Dopo quello filosofico-sociologico del precedente romanzo, questo si può ascrivere al genere introspettivo. L’ambientazione, infatti, o location, come si usa dire oggi, è un’imprecisata provincia siciliana; come vago è pure il tempo in cui si svolge l’azione; anche se talune citazioni, segretarie dattilografe e l’uso esclusivo di “telefoni fissi”, ci riportano ad un passato non molto lontano da noi. Tanto scarne sono le descrizioni ambientali, quanto ricchi e profondi, invece, sono le psicoanalisi, i pensieri e i dialoghi espressi dai personaggi, con quello stile caratteristico di Guadagnino, sempre aulico e dal periodare asciutto e pregno di significato.
Il personaggio principale Tindaro La Grua, di cui si apprende fin dalla prima pagina di essere morto precocemente già da qualche mese, è, o meglio, era un colto e stimato principe del foro, che coltivava grandi ambizioni letterarie riconosciute in tutto l’ambito della sua professione. Considerato anche, sempre fra la cerchia dei suoi colleghi, un eccellente traduttore del “Dialogo degli oratori” di Publio Cornelio Tacito, è pure segretamente Autore di parecchi scritti, tra cui un romanzo incompiuto sulla vita di uno dei più controversi e sfuggenti personaggi della nostra storia: Giuseppe Balsamo/Alessandro Conte di Cagliostro, o semplicemente Cagliostro.

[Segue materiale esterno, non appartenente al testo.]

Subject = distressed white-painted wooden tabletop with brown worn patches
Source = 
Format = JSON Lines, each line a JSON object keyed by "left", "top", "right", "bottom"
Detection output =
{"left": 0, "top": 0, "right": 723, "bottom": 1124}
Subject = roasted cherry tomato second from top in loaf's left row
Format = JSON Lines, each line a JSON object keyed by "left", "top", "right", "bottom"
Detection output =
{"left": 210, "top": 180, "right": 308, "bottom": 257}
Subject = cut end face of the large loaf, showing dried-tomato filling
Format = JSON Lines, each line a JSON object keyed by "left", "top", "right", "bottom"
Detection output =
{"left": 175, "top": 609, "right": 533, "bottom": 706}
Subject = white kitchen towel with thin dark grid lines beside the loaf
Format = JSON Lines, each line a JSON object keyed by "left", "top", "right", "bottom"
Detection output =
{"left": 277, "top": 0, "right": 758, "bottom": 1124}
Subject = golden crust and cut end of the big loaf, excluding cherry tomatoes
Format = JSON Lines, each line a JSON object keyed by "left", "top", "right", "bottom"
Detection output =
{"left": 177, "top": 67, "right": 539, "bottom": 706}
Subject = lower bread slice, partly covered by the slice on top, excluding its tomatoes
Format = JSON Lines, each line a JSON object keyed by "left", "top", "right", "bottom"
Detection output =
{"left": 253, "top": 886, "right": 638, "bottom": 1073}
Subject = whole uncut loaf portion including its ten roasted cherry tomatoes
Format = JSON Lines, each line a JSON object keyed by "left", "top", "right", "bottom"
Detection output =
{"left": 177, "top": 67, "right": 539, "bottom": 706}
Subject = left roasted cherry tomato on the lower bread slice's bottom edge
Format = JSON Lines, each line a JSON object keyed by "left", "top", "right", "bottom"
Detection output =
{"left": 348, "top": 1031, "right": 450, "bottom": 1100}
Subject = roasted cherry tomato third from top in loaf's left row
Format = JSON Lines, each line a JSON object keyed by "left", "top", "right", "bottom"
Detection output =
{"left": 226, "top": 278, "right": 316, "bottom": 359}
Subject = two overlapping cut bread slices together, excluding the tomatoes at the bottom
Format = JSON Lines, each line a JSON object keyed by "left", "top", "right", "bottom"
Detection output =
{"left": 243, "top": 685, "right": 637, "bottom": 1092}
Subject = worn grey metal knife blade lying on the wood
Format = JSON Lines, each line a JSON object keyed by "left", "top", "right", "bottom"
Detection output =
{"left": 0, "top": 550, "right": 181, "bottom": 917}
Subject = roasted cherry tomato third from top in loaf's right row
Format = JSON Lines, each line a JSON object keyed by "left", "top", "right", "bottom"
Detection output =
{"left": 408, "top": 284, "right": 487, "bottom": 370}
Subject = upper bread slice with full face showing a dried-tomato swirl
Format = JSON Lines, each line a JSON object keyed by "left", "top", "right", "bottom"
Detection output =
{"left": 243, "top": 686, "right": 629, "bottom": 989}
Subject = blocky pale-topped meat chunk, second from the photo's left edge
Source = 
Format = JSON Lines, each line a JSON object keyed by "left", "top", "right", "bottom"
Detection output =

Con questo suo secondo romanzo l’Autore indaga il tema del doppio e dell’ambiguità del bene e del male coesistente nella personalità di ogni individuo. Di questa molteplicità dell’Io egli elegge a simbolo, appunto, Cagliostro, e La Grua ne diviene l’alter ego nel corso dell’incedere narrativo. Dai suoi lasciti letterari, affidati dalla sua vedova al giovane Attilio Bonafede per curarne la pubblicazione “[…] per ricordarne le doti artistiche e umane a quanti gli vollero bene e lo apprezzarono da vivo”, lentamente emerge, infatti, una personalità antitetica alle forme, o pirandelliane maschere edulcorate, con le quali si era presentato in società durante gli anni trascorsi nell’evanescente provincia siciliana. La sua sofferta inautenticità emerge in quella parte della sua vita da giovane, di cui nessuno conosce e della quale la sua vedova Luisa Montero non vuole assolutamente parlare con l’improvvisato esegeta Bonafede. Fino a quando viene svelato nel clamoroso “comune epilogo delle due narrazioni”, quella del Narratore/Autore eterodiegetico Diego Guadagnino, e quella diegetica del personaggio Tindaro La Grua contenuta all’interno della prima. Come nel pirandelliano “Uno, nessuno e centomila”, Vitangelo Moscarda dissolve la folle molteplicità del suo Io nella negazione di ogni forma, compresa quella del suo nome, e similmente il protagonista eponimo del romanzo “Il fu Mattia Pascal” e il suo alter ego Adriano Meis, “tentano” di sfuggire alle consolidate e obbligate forme sociali cambiando vita e nome e inscenando un secondo finto suicidio (il primo fu inscenato frettolosamente “a sua insaputa”, si direbbe oggi), consegnando poi la sua bizzarra autobiografia a un romanzo da pubblicare soltanto dopo la sua reale “terza morte”, così Tindaro La Grua insegue vanamente la propria autenticità in un’esistenza costellata di menzogne che per loro natura lo collocano agli antipodi della sua agognata ricerca.